(second edition, TG552)
Inspired by the Book of Kells and its mesmerizing patterns woven amongst the vellum pages, Project Kells evolved. Standing atop the Hill of Tara and contemplating the conjoined ringforts of Forradh and Teach Chormac, the games of Sacred Hill and High Kings of Tara were born. Steeped in the ancient legends of Ireland’s Celtic heritage and royal past, these unique games of pure strategy are appreciated by young and old alike.
Tailten Games won the Games Magazine award for BEST ABSTRACT GAME 2006; the Spiele für Zwei - Spiele Akademie 2005 (Austria); Index 100 - Showcase 2005 in Ireland; and the award for 'Best Irish-Style Traditional Gift' 2005 in Ireland for Project Kells.
According to the designer, Murray Heasman,"The game takes five minutes to learn, yet a lifetime to master." The sheer beauty of this game alone makes it a gift to treasure--but the three separate games each pose a daunting task for any strategic or abstract gamer.
In all there are eight variants to stimulate the mind, so take it to your own level. From a more simple Sacred Hill, a go-like game with its' elemental challenges, to an all-out-brain-burner in the form of Poisoned Chalice... Project Kells combines the best of beauty, gameplay, theme, and replay value.
You’ll be amazed at the possibilities. Once you’ve learned the basics, be prepared to delve deeper, because you’re likely to be already hooked on this game. Scoring with knots (instead of kingdoms) will get you addicted.
- This first game: Sacred Hill introduces the basic elements of play. The aim of both games is the same -- to have the least number of kingdoms by the time the game is ended, a kingdom being a group of linked ring forts. There are two phases to the game. In manoeuvres (first phase) you are building a network of unconnected ring forts scattered around the board.

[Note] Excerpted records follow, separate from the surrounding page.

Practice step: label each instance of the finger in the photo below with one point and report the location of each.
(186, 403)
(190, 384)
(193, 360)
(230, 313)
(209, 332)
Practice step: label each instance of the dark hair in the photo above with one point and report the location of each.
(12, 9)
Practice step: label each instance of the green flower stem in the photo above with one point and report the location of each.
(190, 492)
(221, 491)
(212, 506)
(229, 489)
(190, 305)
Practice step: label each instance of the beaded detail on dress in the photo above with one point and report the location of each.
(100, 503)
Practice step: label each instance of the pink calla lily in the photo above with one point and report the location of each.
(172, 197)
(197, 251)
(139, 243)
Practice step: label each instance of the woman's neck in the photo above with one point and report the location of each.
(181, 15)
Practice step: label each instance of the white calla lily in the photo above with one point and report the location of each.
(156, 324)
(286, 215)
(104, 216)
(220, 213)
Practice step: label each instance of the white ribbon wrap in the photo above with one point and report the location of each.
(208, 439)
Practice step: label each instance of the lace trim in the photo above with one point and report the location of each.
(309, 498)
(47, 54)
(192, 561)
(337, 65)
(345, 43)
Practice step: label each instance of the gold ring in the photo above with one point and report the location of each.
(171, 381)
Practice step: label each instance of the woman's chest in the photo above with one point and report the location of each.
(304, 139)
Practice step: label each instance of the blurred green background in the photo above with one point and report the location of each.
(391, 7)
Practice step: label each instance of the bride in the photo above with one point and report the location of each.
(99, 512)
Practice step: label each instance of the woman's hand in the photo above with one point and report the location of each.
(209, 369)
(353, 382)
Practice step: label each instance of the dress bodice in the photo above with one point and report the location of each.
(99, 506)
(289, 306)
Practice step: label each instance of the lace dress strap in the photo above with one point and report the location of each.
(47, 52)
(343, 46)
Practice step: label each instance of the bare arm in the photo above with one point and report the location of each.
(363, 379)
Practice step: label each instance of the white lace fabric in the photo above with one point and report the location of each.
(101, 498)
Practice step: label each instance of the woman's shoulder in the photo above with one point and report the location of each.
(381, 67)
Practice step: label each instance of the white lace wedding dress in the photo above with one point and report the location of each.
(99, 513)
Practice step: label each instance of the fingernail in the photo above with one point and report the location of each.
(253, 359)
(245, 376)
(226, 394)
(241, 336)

In Battle (second phase) you are adding ring forts next to your own, linking them together with bridge tiles, to form larger (and fewer) kingdoms. This starts to magically create the Celtic knotwork. Isolated ring forts that are besieged must be captured. No ties are possible with either ringfort scoring or knot scoring.===
- The second game: High Kings of Tara introduces the kings. Each player has three which do the work of building your ring forts. They move like the knight in chess and add many more twists and turns to the game, taking it to another dimension. Kings can capture enemy ring forts and kings; they can also be immobilized. Your own kings cannot work in tandem and they must always move to a vacant hill whenever possible. Ties are possible, but the duality of scoring pursuits (ringforts versus captured kings) usually prevents this possibility. This is especially true in tournament scoring...

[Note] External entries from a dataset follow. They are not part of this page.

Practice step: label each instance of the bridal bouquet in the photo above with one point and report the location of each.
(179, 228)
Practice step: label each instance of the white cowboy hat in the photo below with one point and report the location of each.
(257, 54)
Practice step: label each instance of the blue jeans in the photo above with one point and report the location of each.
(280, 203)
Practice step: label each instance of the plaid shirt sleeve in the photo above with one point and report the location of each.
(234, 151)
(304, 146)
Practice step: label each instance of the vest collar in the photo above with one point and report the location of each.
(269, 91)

- Those who feel that they have mastered those variants are encouraged to try the real brain burner of the bunch. Poisoned Chalice Played at right angles to each other, each player tries to exert total control over each other from a position of inferiority. The end scoring is the same as in the Sacred Hill variant, but in this endeavor the limitations of placement create challenging strategic obstacles for both opponents. It is possible to exert control over an opponent in such a way that at times they are limited to one possibility for tile placement. However, there are twists that occur if a piece is captured (surrounded) on the board (like in 'go'). No ties are possible with either ringfort scoring or knot scoring.
This is very probably the same game [system] as The High Kings of Tara.